Die Linke und Europa
Am 12. Oktober 1938 erscheint in Paris eine neue deutsche Wochenzeitschrift `DIE ZUKUNFT`, Untertitel `Für ein neues Deutschland, für ein neues Europa`. Es ist das letzte publizistische Projekt des im Pariser Exil lebenden Willi Münzenberg. MÜNZENBERG, von 1919 bis 1921 erster Sekretär der Kommunistischen Jugendinternationale, ab 1921 Generalsekretär der Internationalen Arbeiterhilfe (IAH), ab 1924 Mitglied des Reichstags, ab 1927 Mitglied des ZK der KPD, Massenpropagandist, Verleger, Organisator ist zu diesem Zeitpunkt bereits aus dem ZK der KPD ausgeschlossen und beharrlich aufgefordert, zur Klärung von Sachverhalten nach Moskau zu kommen. Seine Organisationen, Verlage etc. liquidiert oder nicht mehr lebensfähig.
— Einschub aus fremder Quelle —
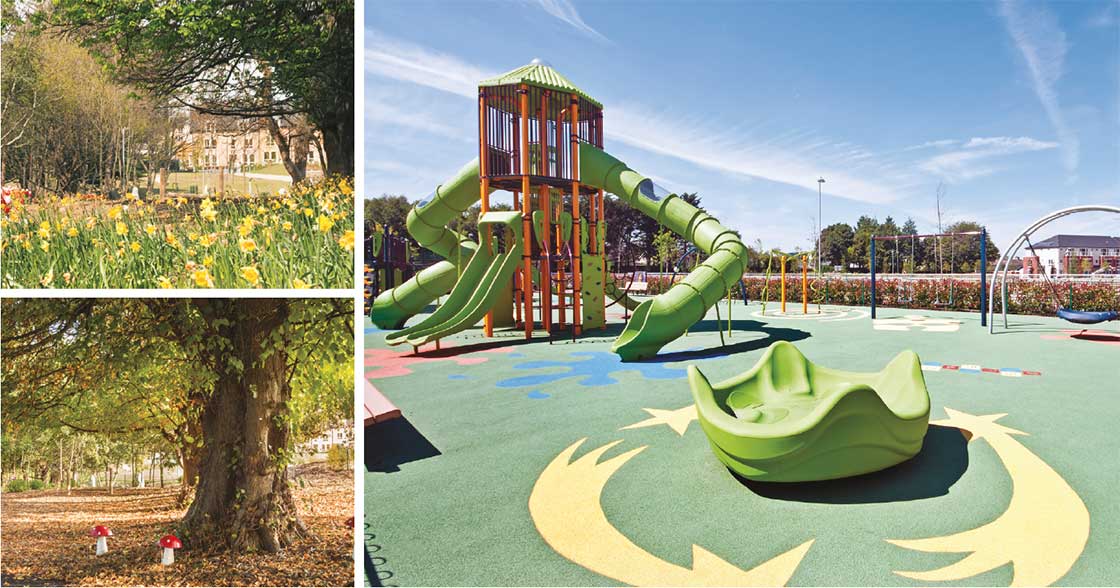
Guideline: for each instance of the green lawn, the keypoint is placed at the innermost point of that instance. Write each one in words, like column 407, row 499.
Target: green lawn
column 182, row 182
column 448, row 486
Im Herbst 1938 verschärft in Spanien Franco mit Unterstützung deutscher und italienischer Truppen den Kampf gegen die Republik, das Münchner Abkommen ist unterzeichnet. die französische Volksfrontregierung am Ende, England betreibt eine scheinheilige Neutralitätspolitk und in Deutschland sind die Vorboten der Reichskristallnacht nicht zu übersehen. Alle Zeichen deuten auf Krieg in Europa. In dieser Situation vereinigt `DIE ZUKUNFT´ Autoren aus Deutschland, Frankreich und Großbritannien, Kommunisten, Sozialdemokraten, Anhänger des Zentrums, Konservative, Unabhängige, Politiker, Künstler und Journalisten. In ihren Beiträgen geht es um den Sturz des III. Reiches und eine Friedensordnung in Europa. Ihr neues, föderales Deutschland bedarf eines neuen, vereinigten Europas.
Das Gebot der Stunde
Am 03.05.1940, der deutsche Angriff auf Frankreich steht unmittelbar bevor, erscheint die letzte Ausgabe. Ihr Leitartikel ist überschrieben mit `Eine europäische Aufgabe/Demokratie und Sozialismus müssen neu gedacht werden`. Er endet mit der Feststellung: `Gewiss, die europäische Föderation ist das Gebot der Stunde, aber sie wird nur Bestand haben können, wenn sie in allen Ländern auf annähernd übereinstimmende gesellschaftspolitische und ideologische Vorstellungen rechnen kann. Von welcher Seite man auch an die Probleme herangeht, immer wieder führen sie auf die realpolitische Aufgabe zurück, der mit dem Aufruf zu sozialistisch-demokratischen Sammlung ein Umriss gegeben werden soll. Im Juli 1941 verfassen die beiden langjährig inhaftierten italienischen Linken, Altiero Spinelli und Ernesto Rossi, auf der Insel Ventotene ein Manifest für Europa. Zu diesem Zeitpunkt ist der Überfall auf die Sowjetunion noch keinen Monat alt und die verheerendsten Schlachten des Krieges stehen noch bevor. Dennoch formulieren sie bereits die Aufgabe der Nachkriegszeit – die Einheit Europas. Sie wissen eine Niederlage Deutschlands allein bringt noch keine neue europäische Ordnung. `Die erste Aufgabe, die angepackt werden muss und ohne deren Lösung jeglicher Fortschritt auf dem Papier bleibt, ist die endgültige Beseitigung der Grenzen, die Europa in souveräne Staaten aufteilen. Die Tatsache, dass ein großer Teil der europäischen Staaten von der deutschen Walze erfasst worden ist, hat ihr Geschick bereits zu einem gemeinsamen gemacht.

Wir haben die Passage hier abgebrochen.